Sharat Raju

Sharat Raju is a versatile award-winning filmmaker whose work spans television, independent film, documentary and new media.

As a television director, Sharat is both prolific and sought after by producers and studios, often called upon to direct marquee episodes of a popular series. In the second season of the Amazon series Bosch: Legacy, Sharat directed a two-part season premiere that the studio chose to release in a hundred theaters across the country for a unique single-day theatrical launch in October 2023. For the ABC Studios phenomenon Scandal, Sharat directed the show’s landmark 100th special episode. He helmed the penultimate episode of CBS’ long-running Criminal Minds before being tapped to direct Danai Gurira in her final episode as the beloved “Michonne” character in AMC's The Walking Dead. Sharat’s episode of 9-1-1: Lone Star in the show’s first season became Fox’s choice to promote heavily during Super Bowl LIV in February 2020 as they introduced the new spinoff to viewers.

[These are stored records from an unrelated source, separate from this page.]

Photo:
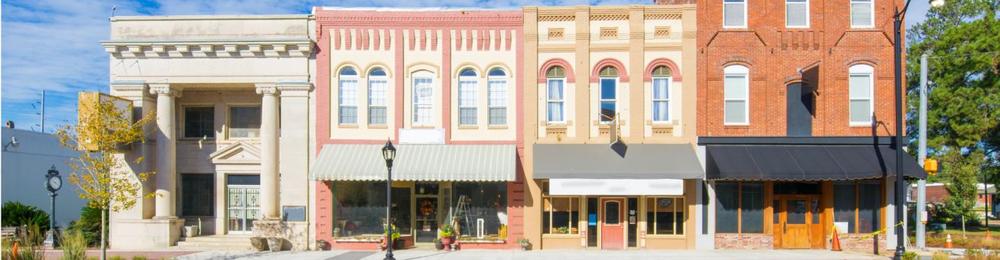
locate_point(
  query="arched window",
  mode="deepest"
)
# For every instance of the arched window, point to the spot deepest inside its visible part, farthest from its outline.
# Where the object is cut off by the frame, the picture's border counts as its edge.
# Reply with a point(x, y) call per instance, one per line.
point(468, 82)
point(377, 87)
point(609, 88)
point(497, 96)
point(861, 91)
point(555, 81)
point(347, 96)
point(423, 97)
point(661, 94)
point(736, 95)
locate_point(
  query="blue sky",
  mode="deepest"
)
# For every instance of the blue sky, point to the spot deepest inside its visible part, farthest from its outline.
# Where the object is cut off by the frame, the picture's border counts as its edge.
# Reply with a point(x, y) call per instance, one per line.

In the final season of its legendary run, The Walking Dead invited Sharat to direct three episodes including the penultimate one, setting up the finale for the groundbreaking series. He directed the Season 7 finale of Fear The Walking Dead – the show’s final episode shot in Austin, Texas and the highly anticipated return of Kim Dickens as the beloved "Madison Clark" to the series. He has directed more than forty episodes of major cable, network and streaming series including The Good Doctor (ABC), Law & Order: Special Victims Unit (NBC), Good Girls (NBC), Designated Survivor (ABC/Netflix), among many others.

Before beginning his studio directing career, Sharat became an accomplished and award-winning writer-director in both narrative and documentary films. His first film American Made (2003) was one of the most successful graduate thesis films to come out of the American Film Institute Conservatory's legendary directing program. After earning seventeen awards, American Made was acquired for national broadcast on PBS’ Emmy Award-winning “Independent Lens” series where it aired for four years.

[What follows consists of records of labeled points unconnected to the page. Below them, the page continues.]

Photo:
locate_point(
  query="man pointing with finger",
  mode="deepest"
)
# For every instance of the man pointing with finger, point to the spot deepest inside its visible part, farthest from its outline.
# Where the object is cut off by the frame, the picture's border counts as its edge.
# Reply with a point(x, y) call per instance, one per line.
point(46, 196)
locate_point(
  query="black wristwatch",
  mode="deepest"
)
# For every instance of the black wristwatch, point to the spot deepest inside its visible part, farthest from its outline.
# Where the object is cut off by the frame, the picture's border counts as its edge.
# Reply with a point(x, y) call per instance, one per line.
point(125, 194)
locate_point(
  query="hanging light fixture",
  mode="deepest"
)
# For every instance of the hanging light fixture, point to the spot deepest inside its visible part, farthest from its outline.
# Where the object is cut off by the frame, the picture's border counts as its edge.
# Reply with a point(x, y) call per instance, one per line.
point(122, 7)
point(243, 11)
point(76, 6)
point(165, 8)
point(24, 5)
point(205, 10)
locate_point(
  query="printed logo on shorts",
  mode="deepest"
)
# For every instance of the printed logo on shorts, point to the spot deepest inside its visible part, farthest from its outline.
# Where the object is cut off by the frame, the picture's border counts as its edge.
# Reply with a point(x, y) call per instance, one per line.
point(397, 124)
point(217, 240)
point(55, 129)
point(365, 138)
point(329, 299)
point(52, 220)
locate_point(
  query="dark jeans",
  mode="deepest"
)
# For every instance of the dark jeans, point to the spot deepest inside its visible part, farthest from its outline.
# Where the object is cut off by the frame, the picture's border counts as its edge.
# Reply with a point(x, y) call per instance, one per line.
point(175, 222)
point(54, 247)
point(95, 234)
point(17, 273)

As a documentary filmmaker, Sharat’s Divided We Fall: Americans in the Aftermath, the first documentary feature to chronicle the rise in hate crimes in the aftermath of Sept. 11, 2001, toured North America from 2006-2010 at colleges, universities, community groups and film festivals as a hopeful and uplifting exploration of America’s racial and religious diversity. His documentary experience led him to co-create and lead the Yale Visual Law Project – an initiative at Yale Law School that brings together documentary filmmaking and legal scholarship. As a Visiting Fellow at Yale Law School’s Information Society Project, Sharat trained law student filmmakers how to communicate a story through the visual medium as he produced three documentaries with them in two years.

In new media, Sharat wrote, directed, co-produced and edited Worker Drone, an episode for the PBS-funded pioneering FutureStates anthology web series. The science fiction short film required Sharat to coordinate production and visual effects work between six cities in three countries and premiered in the second season of the series.

With no connection to the film industry other than a love of motion pictures, Sharat’s journey as a filmmaker began in the outskirts of Chicago. The first American-born child to Indian parents, Sharat was raised in a family of poets and artists who valued the rich storytelling tradition of his ancestors’ homeland. He studied writing at the University of Michigan where he fell in love with filmmaking, a path that would lead to AFI where he graduated with the Conservatory’s top honors and an MFA in directing.

Sharat has often been praised for his work with performers – a skill he began to develop in his first industry job as an assistant to legendary casting director Mali Finn. With Mali's guidance, he assisted countless auditions and observed top directors employ their craft up close on a dozen films, including The Matrix Reloaded, The Matrix Revolutions and 8 Mile.

Sharat lives in Los Angeles with his family where he curates the Quarantine Film Society and develops feature film, television and documentary projects in between episodic television directing assignments. He once found a three-chambered peanut and tells people about it from time to time.